3AB English Literature
Intertextuality is more than recognising similarities between texts, it is a reading strategy employed by readers to enhance their understanding of a text. Intertextuality involves recognising similarities between texts and then using your understanding developed from the previous text to develop a reading for sequential texts. “Burning Sappho” and “Prize Giving” by Gwen Harwood, The Handmaid’s Tale by Margaret Atwood and Macbeth by William Shakespeare, have all been constructed to explore gender roles within society. It is this similarity between these texts that allowed me to apply intertextuality as a reading strategy to enhance my understanding of the characters within these texts.

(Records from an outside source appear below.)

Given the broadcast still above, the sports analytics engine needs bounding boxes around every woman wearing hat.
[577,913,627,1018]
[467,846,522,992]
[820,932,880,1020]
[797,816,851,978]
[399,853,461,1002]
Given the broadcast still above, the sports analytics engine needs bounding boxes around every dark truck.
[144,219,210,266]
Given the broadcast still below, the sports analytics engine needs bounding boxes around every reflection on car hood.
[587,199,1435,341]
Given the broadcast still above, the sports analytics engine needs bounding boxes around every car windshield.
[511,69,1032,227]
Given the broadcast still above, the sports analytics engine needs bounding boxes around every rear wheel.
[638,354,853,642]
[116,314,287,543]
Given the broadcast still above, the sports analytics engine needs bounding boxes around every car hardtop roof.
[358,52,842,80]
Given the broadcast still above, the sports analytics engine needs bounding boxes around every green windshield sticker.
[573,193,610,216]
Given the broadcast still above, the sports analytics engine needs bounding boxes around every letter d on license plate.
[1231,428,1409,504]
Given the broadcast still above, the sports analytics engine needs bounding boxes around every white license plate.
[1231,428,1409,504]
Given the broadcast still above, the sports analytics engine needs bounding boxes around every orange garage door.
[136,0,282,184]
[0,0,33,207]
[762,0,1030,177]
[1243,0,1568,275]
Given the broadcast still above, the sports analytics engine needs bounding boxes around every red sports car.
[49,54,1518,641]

Intertextuality is the construction of meaning and a response by exploring other texts. Through Intertextuality readers are able to develop a greater understanding of meaning as they can apply the knowledge that they have gained from previous texts. Intertextuality as a reading strategy can be applied to texts which explore similar themes, settings, characters or are constructed to be of the same genre or writing style. The reading of one text is more than likely to influence the meanings constructed of sequential texts, as readers will approach a text with ideas and attitudes gained from the previous text. Intertextuality may subvert or reinforce a reader’s initial response to a text. This is because different texts may convey similar or contradicting attitudes. It is then within the reader as to which idea or theme will be accepted. This reading process can be applied to any text to construct meaning, and it is inevitable that readers will make references and links to the previous texts that they have read. As “Prize Giving”, “Burning Sappho”, The Handmaid’s Tale, and Macbeth explore gender roles it was logical for me, as a reader to compare and contrast these texts to enhance my reading for each of these texts.